ST. LOUIS – Venus and Jupiter are the two brightest planets visible from Earth and have been easy to see recently in the evening twilight. The two planets have been creeping closer together all month, and they will reach conjunction on the evening of Wednesday, March 1, when they will be closest on our sky’s dome.
At conjunction, Venus will pass 0.5 degrees from Jupiter, about the width of a full moon. But clouds may obscure our view Wednesday, so check things out Tuesday evening. Night sky enthusiasts have already been taking lots of photos.
“Astrophotography is becoming really, really popular.

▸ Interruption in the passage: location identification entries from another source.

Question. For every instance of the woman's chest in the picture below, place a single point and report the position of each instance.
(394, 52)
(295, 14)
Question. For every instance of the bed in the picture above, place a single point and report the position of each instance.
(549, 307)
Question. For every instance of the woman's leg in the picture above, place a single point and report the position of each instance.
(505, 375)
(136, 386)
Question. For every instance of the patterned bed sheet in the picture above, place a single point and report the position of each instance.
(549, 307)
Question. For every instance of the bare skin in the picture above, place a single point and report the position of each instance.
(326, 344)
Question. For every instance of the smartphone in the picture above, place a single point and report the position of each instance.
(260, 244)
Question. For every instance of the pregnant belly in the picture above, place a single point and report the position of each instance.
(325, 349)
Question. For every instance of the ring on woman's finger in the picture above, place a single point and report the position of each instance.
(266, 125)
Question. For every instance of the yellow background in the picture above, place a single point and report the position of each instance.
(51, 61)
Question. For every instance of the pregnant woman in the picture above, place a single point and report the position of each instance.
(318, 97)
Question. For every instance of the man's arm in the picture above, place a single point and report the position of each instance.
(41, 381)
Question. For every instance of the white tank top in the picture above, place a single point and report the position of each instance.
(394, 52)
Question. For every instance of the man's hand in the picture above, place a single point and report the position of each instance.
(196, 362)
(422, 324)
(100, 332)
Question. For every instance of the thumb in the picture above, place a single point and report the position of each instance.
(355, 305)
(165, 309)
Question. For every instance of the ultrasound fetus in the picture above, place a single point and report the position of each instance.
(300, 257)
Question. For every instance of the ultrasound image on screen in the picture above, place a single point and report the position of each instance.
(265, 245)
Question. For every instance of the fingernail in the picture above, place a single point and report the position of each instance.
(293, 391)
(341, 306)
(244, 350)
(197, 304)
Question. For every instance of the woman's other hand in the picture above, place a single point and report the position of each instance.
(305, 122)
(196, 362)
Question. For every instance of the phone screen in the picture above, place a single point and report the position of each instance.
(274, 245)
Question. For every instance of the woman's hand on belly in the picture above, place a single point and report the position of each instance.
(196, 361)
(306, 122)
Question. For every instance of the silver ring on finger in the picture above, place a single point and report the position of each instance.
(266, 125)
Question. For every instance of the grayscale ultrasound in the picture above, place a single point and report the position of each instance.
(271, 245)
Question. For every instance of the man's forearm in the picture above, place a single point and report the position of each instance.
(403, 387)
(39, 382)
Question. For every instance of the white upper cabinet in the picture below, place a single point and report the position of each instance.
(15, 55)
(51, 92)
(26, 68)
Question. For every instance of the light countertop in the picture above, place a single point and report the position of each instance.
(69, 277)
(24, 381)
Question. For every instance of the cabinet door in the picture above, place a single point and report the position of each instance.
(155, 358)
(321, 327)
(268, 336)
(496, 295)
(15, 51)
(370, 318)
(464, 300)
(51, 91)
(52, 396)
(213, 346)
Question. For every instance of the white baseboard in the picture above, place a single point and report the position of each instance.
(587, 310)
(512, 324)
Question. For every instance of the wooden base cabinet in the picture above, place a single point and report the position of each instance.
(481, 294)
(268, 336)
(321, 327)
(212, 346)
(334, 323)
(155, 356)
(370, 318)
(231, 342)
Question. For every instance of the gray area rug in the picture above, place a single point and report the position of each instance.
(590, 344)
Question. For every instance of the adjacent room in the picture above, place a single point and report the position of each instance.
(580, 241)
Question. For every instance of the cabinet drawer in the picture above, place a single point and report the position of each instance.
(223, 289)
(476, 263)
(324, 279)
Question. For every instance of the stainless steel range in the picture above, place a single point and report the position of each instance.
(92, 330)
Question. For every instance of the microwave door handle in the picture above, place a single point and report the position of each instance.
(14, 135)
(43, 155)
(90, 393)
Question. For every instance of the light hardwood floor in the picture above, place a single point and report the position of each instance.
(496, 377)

We just had a class Saturday where we had a record number of students in it,” said Timothy Farmer, Schillers Camera.
If you have the right equipment, Farmer has some tips for you for getting a great shot of the planets.
“For something like tonight’s or tomorrow night’s viewing, I would use a long lens on my camera, something like a 600 or 800 millimeter lens,” he said. “The hardest part, we always think it is nighttime, so we want to open up and overexpose the planets. And then all you get are white dots. If you actually shut down your exposure, you’ll be able to see some of the details.”
But if all you have is your cellphone, you may want to pair it up with binoculars or a telescope.
“If you have a cellphone and a pair of binoculars or a telescope, but no way to connect it, you can simply put your phone up to this once you focus, and you will be able to get a decent shot of it,” Farmer said. “Ideally, you would like to get a telescope that has the ability to connect your phone straight to it or to put a camera onto.”
After Wednesday night, Venus will be higher in the sky as Jupiter sinks toward the horizon and the sun.
Another celestial phenomenon getting a lot of attention this week has been the Northern Lights. Aurora activity is expected to be high Tuesday night across Canada and the northern U.S. There is a slight chance of seeing some aurora low on the horizon here in the Midwest. I think St. Louis will be a bit too far south. But the closer you get to the Iowa border or central Illinois, the better those slight chances will be.